President Biden’s Inflation Reduction Act (IRA) is a “penalty on success” and has already led to companies dropping clinical programs, says biopharma advocacy group BIO.
At Bio Europe Spring last week, David Thomas, VP of Industry Research at lobby group the Biotechnology Innovation Organization (BIO), reflected on the “very tough times” the biotech industry has experienced over the past year due to reduced public and private funding.
While he hoped macro-economic factors would resolve themselves to dig the industry out of this slump, he also stressed to the investors and biopharma executives in Basel, Switzerland the need to rally against “the anti-industry political environment,” specifically “the Inflation Reduction Act, or as some are calling it the Innovation Reduction Act.”
President Biden signed the IRA into law last August with the intention to – as the name suggests – reduce inflationary pressures and avoid a potential recession by boosting clean energy, strengthening supply chains, and increasing tax revenues.
IRA also aims to reduce healthcare costs by extending premium subsidies in the Affordable Care Act’s (ACA) marketplaces and lowering prescription drug prices, but according to Thomas such policy – along with the more recent presidential call to cap insulin prices – will align the US pharma market more closely with its European counterpart and stifle innovation.
“Though there were a few positives in the new law, such as limiting out of pocket costs for patients, and some new climate initiatives, there was a major shift in the way top selling drugs are going to be priced in the United States,” he said. “These top selling drugs will be subject to price negotiation or price fixing and that’s likely to spread across into private markets and across borders.
He added: “This new law in the US is a penalty on success and it’s changing the long-term strategies for companies here in Europe and in the US, and it couldn’t come at a worse time.”
The Act’s different timelines for biologics versus small molecule drugs favors the former, with large molecule products being selected for negotiation 11 years following approval negotiations rather than seven. As such, areas like CNS, depression, or pain and addiction will be significantly hit, Thomas argued, as 85% of the clinical pipeline is small molecule.
“On pain and addiction, specifically, we see that area is already seeing a clinical pipeline drop of over 40% in our overall industry pipeline – just one example of a disease area with a great unmet need that is now likely to have innovative solutions challenged by these new laws,” he said.
“And for rare disease, there are drugs that will lose their exemption from this pricing if they go on to have a secondary indication for their disease drug. We’ve already seen companies drop clinical programs because of this, because they want to remain excluded from the myopic rules that really in the end only ever hurt patients.”

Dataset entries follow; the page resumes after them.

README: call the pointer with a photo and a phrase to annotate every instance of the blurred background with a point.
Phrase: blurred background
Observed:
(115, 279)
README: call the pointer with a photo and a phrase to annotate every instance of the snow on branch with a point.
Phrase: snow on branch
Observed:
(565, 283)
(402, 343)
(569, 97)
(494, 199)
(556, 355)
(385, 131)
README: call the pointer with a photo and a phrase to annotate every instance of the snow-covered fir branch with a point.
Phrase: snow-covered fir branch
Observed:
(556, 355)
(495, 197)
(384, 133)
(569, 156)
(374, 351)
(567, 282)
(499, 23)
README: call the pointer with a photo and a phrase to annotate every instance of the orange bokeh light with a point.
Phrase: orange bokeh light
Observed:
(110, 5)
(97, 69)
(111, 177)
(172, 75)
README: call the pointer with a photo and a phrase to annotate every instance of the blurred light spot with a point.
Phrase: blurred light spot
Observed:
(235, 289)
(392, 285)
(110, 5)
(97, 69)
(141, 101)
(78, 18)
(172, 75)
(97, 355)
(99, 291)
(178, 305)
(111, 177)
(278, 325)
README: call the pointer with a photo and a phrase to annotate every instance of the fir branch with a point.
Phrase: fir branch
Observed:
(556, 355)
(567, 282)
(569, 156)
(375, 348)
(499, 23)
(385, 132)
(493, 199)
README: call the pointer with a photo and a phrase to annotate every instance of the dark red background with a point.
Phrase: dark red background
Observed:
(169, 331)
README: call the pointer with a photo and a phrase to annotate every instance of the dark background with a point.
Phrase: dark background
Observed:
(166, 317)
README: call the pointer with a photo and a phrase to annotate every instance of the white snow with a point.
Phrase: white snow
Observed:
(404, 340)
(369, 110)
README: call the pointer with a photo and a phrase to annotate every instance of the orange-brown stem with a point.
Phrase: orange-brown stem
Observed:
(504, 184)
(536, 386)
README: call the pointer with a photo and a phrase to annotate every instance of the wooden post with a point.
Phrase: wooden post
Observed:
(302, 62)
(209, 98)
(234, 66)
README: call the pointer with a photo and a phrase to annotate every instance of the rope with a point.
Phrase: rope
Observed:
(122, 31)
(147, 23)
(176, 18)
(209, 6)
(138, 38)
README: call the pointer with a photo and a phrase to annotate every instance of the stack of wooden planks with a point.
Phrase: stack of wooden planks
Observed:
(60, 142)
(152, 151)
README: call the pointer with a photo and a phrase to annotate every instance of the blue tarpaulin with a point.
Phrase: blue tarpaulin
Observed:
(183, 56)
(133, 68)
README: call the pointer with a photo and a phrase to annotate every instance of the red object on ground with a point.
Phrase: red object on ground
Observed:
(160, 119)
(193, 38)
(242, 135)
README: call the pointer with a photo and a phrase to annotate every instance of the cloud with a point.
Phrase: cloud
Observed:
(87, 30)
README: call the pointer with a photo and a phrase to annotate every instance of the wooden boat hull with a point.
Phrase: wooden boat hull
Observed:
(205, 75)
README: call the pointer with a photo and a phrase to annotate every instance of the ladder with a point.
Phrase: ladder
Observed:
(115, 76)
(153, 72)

Beyond BIO, there has been Republican pressure to repeal parts of the IRA but such an overturn is unlikely, according to commentators.
Furthermore, President Biden stressed the need to keep the Act in place, writing in statement this month: “What Congress should not do is repeal laws like the Inflation Reduction Act, which would represent one of the biggest Medicare benefit cuts in history and raise costs for prescription drugs, health coverage, and home energy—all to give billionaires a tax cut.”